Even with the two of them working, it took twenty minutes just to carry all the bags and boxes inside and pile them in the far corner of the kitchen to be dispersed to other parts of the house later on.
Nash, evidently benefiting from the heavy dose of retail therapy, rustled through the loot until he found a towel, a bottle of liquid soap, new jeans, a long-sleeved gray sweatshirt, socks and underwear that actually fit him and, finally, boots.
He disappeared into a nearby bathroom—there were several in the house, but the others were in various states of rust and wreckage—and, soon after, Zane heard the shower running.
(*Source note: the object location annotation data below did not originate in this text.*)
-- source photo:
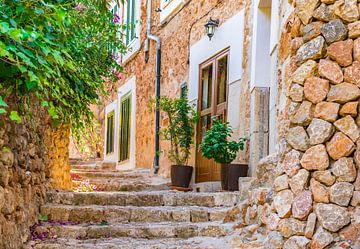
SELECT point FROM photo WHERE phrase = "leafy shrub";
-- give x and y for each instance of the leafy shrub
(180, 129)
(216, 144)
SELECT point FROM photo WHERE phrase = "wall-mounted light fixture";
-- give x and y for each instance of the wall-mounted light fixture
(210, 26)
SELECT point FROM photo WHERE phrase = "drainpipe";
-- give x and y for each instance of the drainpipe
(158, 80)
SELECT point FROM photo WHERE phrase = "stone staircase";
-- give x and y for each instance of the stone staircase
(135, 210)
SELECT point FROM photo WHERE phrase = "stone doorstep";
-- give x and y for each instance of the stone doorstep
(151, 198)
(113, 174)
(116, 214)
(128, 185)
(130, 243)
(183, 230)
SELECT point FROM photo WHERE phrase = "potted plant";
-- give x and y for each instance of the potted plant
(180, 129)
(216, 145)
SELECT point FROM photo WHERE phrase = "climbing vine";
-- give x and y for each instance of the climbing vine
(60, 50)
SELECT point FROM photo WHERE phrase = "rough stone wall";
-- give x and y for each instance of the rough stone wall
(24, 172)
(316, 182)
(184, 29)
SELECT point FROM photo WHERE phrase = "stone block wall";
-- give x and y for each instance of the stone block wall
(316, 200)
(26, 151)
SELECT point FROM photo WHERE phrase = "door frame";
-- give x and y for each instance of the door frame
(123, 91)
(214, 105)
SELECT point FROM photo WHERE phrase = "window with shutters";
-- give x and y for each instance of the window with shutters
(110, 133)
(125, 125)
(130, 21)
(169, 7)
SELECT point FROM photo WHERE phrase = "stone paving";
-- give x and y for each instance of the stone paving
(150, 216)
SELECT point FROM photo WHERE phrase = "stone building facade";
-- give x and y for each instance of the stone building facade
(33, 158)
(251, 73)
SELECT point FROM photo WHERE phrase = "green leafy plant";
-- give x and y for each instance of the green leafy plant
(61, 51)
(216, 144)
(181, 119)
(43, 217)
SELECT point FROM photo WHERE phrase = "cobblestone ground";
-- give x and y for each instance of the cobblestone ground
(132, 209)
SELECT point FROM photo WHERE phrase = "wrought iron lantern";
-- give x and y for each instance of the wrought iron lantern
(210, 26)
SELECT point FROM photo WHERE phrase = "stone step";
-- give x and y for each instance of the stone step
(116, 214)
(183, 230)
(130, 243)
(101, 173)
(137, 184)
(150, 198)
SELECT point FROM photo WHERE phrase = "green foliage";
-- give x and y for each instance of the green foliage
(59, 50)
(216, 144)
(180, 129)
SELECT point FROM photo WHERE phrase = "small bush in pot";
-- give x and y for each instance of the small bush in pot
(180, 132)
(217, 145)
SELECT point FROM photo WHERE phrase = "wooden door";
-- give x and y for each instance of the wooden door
(213, 92)
(125, 125)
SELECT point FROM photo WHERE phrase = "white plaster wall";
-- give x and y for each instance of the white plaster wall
(127, 88)
(224, 37)
(112, 157)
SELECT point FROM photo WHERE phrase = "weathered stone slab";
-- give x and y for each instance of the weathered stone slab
(296, 93)
(316, 89)
(344, 169)
(324, 177)
(311, 31)
(347, 10)
(324, 13)
(341, 52)
(302, 205)
(305, 71)
(290, 227)
(303, 114)
(327, 111)
(348, 126)
(319, 131)
(341, 193)
(332, 217)
(349, 108)
(305, 9)
(282, 203)
(310, 226)
(343, 93)
(291, 162)
(339, 146)
(312, 50)
(321, 239)
(334, 31)
(281, 183)
(331, 71)
(298, 138)
(299, 182)
(352, 73)
(354, 29)
(319, 191)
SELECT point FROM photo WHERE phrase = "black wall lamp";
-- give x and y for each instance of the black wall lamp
(210, 26)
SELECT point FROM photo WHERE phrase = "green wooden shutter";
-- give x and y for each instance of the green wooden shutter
(110, 133)
(125, 124)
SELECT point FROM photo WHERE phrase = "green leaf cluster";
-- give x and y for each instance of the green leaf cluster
(59, 50)
(216, 144)
(180, 130)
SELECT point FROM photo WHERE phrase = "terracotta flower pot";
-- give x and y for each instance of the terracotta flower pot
(230, 174)
(181, 176)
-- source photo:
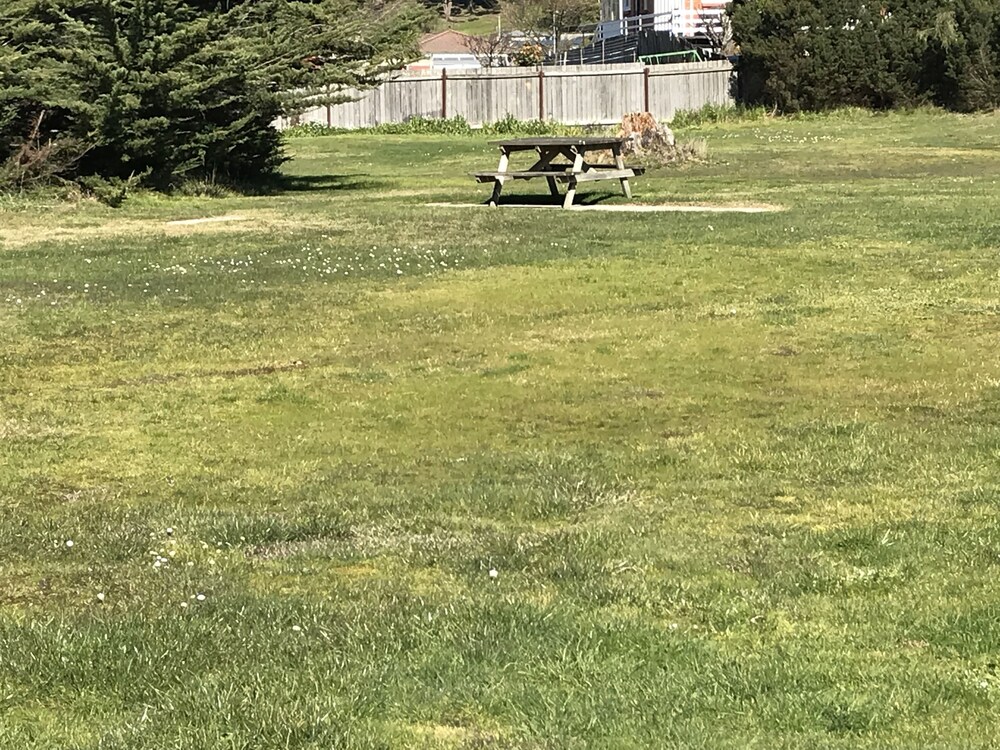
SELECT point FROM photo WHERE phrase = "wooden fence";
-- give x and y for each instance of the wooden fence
(573, 95)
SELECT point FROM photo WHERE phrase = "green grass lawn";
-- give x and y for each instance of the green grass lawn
(471, 23)
(739, 475)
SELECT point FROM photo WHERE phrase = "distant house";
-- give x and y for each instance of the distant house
(684, 18)
(445, 49)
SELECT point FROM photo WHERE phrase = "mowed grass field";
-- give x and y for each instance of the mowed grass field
(738, 474)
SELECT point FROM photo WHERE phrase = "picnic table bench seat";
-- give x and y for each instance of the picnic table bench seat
(575, 169)
(600, 172)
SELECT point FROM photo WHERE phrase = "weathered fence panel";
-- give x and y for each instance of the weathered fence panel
(573, 94)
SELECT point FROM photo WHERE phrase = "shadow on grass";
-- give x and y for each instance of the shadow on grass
(317, 183)
(582, 199)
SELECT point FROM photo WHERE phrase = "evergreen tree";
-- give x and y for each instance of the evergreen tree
(817, 54)
(166, 89)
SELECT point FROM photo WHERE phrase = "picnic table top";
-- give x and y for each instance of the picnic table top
(601, 141)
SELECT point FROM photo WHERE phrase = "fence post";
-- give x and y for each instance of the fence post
(541, 94)
(444, 93)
Nash was in there so long that Zane had time to log back on to his laptop and wade through his emails. He skipped over the ones from Tiffany, replied with regrets to half a dozen party invitations and deleted the obvious sales pitches. There were three missives from his agent, Sam Blake, each one more exasperated than the last. “Damn it,” Sam had written, with a lot of caps and punctuation marks, he had “the role of a lifetime” lined up for Zane. All he had to do was get off this stupid hick-kick he was on, whatever it was, hustle back to L.A. and sign on the bottom line.
Zane sighed, decided to reply later and opened the last of the lineup, a virtual ear-boxing from Cleopatra Livingston, his former housekeeper. Where the dickens did he think she was going to find another job, she demanded, at her age, and in a tanked economy, no less. And what in blazes gave him the idea that he could get by without her? Who was going to cook his meals and wash and iron his shirts? When she wasn’t around, she further declared, he tended to be careless about things like that.
Grinning slightly, Zane picked up his phone again. Keyed in Cleo’s number. She didn’t carry a cell, so he’d have to reach her at home. If she didn’t answer—a possibility that had its merits, given the mood she’d been in when she wrote that email—he’d leave a message.
And say what? That he was sorry? That he’d send more money? That she could go on living in his condo until he got around to selling it? Only if he wanted to piss her off all over again by making her feel like a charity project.
“It’s about damn time you called me!” Cleo boomed into her receiver, probably one of those bulky, old-fashioned ones, broad-jumping right over “howdy” and straight into giving him seven kinds of hell.
“I left a note,” Zane said. Now there was a half-assed explanation.